# All entries for Wednesday 01 May 2019

## May 01, 2019

### The Numba "stencil" directive

After a bit of a delay we're getting the blog posts going again with a mention of a slightly odd bit of the Python Numba compiler - the stencil directive. The purpose of Numba is to produce compiled code from Python source that should run at a reasonable fraction of the speed of classical C/Fortran etc. codes. In general it produces codes that is about 20-40% as fast as C or Fortran code, so typically only about 1-2% as fast as the computer can theoretically operate. In general, the more that you can tell Numba in advance about how you are going to use your data the more options it has to optimise the code as it compiles it. The "stencil" directive is used to indicate to Numba that you are going to operate on an array by moving a stencil across it and updating each point using data from neighbouring points.

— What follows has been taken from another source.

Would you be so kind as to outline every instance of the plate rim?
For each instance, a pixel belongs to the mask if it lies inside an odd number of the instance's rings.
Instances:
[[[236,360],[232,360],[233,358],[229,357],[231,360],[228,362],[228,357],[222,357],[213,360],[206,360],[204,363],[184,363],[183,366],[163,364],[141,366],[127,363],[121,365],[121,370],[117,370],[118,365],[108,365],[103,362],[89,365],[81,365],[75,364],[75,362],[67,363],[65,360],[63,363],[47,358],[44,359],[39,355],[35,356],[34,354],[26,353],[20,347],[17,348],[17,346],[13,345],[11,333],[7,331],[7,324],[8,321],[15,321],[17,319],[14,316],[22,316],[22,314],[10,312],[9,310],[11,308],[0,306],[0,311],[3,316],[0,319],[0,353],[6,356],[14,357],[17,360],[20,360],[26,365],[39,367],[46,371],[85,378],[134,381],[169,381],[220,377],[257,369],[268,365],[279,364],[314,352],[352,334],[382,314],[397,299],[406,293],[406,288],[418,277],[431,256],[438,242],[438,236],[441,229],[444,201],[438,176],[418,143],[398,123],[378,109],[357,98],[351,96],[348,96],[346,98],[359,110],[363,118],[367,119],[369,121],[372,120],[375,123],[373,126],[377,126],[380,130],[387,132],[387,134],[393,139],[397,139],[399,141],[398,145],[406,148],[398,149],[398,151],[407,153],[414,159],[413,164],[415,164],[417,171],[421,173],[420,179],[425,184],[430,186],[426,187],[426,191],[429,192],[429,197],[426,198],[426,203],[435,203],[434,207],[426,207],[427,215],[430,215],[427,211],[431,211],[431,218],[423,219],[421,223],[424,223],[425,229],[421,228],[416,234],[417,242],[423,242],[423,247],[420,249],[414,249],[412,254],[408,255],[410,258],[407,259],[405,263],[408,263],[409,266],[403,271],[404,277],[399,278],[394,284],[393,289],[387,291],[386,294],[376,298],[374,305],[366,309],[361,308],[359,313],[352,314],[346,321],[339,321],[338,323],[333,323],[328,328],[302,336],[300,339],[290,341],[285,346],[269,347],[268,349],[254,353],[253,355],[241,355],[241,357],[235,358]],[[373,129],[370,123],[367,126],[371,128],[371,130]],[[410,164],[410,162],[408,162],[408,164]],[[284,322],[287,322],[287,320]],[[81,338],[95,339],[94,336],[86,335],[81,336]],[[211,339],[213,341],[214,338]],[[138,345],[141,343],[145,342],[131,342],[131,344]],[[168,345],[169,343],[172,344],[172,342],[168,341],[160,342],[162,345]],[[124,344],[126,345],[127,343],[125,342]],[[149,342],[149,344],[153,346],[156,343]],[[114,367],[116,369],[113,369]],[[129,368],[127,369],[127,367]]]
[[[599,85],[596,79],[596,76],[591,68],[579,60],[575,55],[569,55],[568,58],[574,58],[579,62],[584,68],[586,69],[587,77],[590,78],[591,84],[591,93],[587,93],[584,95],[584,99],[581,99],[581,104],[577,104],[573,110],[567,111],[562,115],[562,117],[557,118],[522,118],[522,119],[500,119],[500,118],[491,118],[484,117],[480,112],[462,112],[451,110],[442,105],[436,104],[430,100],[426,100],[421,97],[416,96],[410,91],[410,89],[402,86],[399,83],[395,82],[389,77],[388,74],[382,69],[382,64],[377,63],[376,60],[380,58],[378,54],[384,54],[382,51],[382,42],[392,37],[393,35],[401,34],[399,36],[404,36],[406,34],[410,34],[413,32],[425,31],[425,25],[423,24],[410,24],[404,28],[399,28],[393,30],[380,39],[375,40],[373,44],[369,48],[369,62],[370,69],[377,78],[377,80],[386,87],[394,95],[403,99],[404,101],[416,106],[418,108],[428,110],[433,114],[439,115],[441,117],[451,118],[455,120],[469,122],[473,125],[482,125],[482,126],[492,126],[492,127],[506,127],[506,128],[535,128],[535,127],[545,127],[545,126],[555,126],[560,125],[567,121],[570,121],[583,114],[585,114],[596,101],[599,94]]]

This is a fairly common thing to want to do and crops up in algorithms from image smoothing to numerical solutions to differential equations so this is a useful bit of the library. As a simple example consider the simplest possible image smoothing algorithm. For each pixel in the image P(i,j) replace the value with the average of the surrounding pixels, so

P'(i,j) = 1/4 * (P(i+1,j) + P(i-1,j) + P(i,j+1) + P(i,j-1))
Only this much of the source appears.